Reality of Mother's Day....

timer lady

Queen of Hearts
I loved honoring my mother, mother in law, & grandmothers & great grandmothers. Saying that, it wasn't just one day of the year....it was a life long love & respect for these lovely women in my life.

I was honored as the mother to my children by my late husband.....

I expect nothing this year.....haven't for years from the tweedles. I had the courage to ask both kt & wm if they were grateful to have me in their lives. kt, of course, told me that she was grateful & loved being my daughter. wm, on the other hand, is focusing on bio mom ~ how life would be so much better with her.

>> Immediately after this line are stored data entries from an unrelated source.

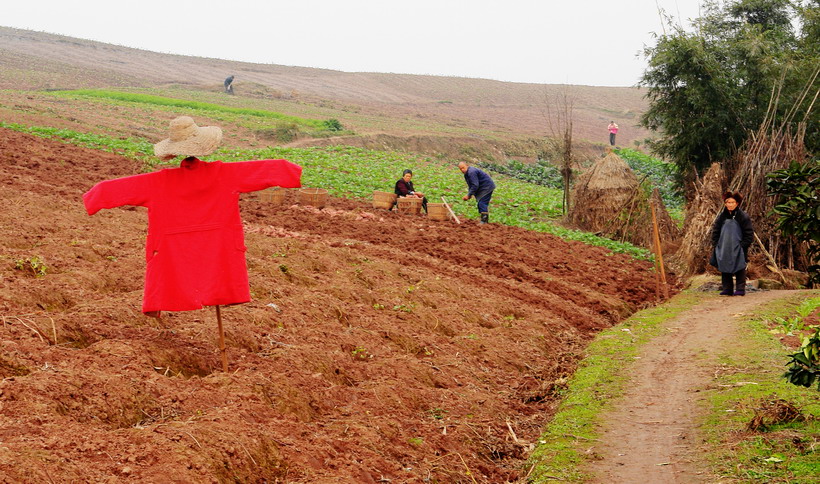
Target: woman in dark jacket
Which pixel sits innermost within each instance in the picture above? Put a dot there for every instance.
(404, 188)
(732, 235)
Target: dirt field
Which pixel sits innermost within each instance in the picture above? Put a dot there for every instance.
(377, 347)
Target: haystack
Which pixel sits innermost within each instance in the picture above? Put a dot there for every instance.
(602, 193)
(611, 201)
(696, 247)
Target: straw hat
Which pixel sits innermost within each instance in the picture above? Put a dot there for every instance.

My response to kt was "if you're so grateful to be my daughter, why do those words not match your actions, your choices, your daily verbal bullying". kt got very sheepish & made some off hand excuse - I'm 16 what do you expect.

"I expect a level of respect that is due to all members of your family. I expect to be treated better than you treat a complete stranger or your closest friends."

I saw my therapist yesterday & mentioned the thread on this board about child envy. I discussed how committed the mothers on this board are every day. How that thread really affected me.

The bottom line is that I can't say honestly that I love kt & wm. I know I don't like them much. Honestly, I don't know that I'd throw myself in front of a bus to save them. I have fantasies of them finding their bio mum & moving back in with her. I have fantasies of being arrested & put in jail for respite.

I'm not posting this for the hugs or the I'm sorry kind of stuff. Just want to know if any of you no longer feel the love a parent should have for their children.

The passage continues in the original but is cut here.